33. The method of claim 19 wherein the oligonucleotide has a nucleic acid sequence set forth in the Sequence Listing as SEQ ID NO:l.

34. The method of claim 19 wherein the providing step comprises providing an oligonucleotide having

25 nucleotides linked by at least one phosphorothioate linkage, the sequence of the oligonucleotide being set forth in the Sequence Listing as SEQ ID NO:l.

35. The method of claim 19 wherein the therapeutic formulation is administered via injection, sublingual administration, rectal administration, intradermal administration, oral administration, or enteral administration.

36. The method of claim 35 wherein the therapeutic formulation is administered via intravenous, intramuscular, subcutaneous, intraperitoneal, or intraocular injection.

37. The method of claim 36 wherein the therapeutic formulation is administered in a bolus, intermittent, or continuous dose.

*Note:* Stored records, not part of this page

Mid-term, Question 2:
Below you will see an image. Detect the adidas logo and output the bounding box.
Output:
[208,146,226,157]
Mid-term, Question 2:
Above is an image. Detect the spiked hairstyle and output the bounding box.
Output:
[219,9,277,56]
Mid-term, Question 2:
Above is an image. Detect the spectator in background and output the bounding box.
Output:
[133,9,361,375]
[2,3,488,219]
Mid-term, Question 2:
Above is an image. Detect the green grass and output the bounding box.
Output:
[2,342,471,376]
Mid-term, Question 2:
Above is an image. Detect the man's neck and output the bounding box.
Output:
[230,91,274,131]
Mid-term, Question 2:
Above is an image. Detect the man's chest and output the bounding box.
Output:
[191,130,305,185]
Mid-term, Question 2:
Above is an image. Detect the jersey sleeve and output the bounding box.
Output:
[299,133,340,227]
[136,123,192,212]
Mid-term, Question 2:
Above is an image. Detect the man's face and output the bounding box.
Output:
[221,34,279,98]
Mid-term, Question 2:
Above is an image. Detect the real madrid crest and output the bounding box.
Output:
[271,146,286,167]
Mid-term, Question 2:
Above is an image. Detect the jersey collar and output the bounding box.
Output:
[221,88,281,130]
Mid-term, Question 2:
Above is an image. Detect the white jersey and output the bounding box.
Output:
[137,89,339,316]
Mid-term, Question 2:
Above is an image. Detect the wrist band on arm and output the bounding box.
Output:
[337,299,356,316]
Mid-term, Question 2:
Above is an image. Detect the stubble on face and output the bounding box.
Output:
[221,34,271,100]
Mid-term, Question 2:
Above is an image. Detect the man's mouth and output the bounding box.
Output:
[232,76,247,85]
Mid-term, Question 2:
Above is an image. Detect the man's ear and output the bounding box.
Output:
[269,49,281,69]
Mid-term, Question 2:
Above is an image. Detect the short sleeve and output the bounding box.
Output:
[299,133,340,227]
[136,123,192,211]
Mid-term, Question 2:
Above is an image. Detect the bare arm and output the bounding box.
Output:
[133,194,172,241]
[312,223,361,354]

38. The method of claim 19 wherein the providing step further comprises providing a first anti-HIV- 1 antisense oligonucleotide and a second anti-HIV- 1 antisense oligonucleotide, the first oligonucleotide having SEQ ID N0:1, and the administering step further comprising administering the second oligonucleotide to the human.

39. A therapeutic composition for treating humans suffering from a disease or disorder caused by expression of an aberrant exogenous gene or an aberrant endogenous gene comprising an oligonucleotide capable of specifically down- regulating expression of the aberrant gene, wherein the concentration of oligonucleotide at the site of aberrant gene expression is about 0.01 μM to about 10 μM.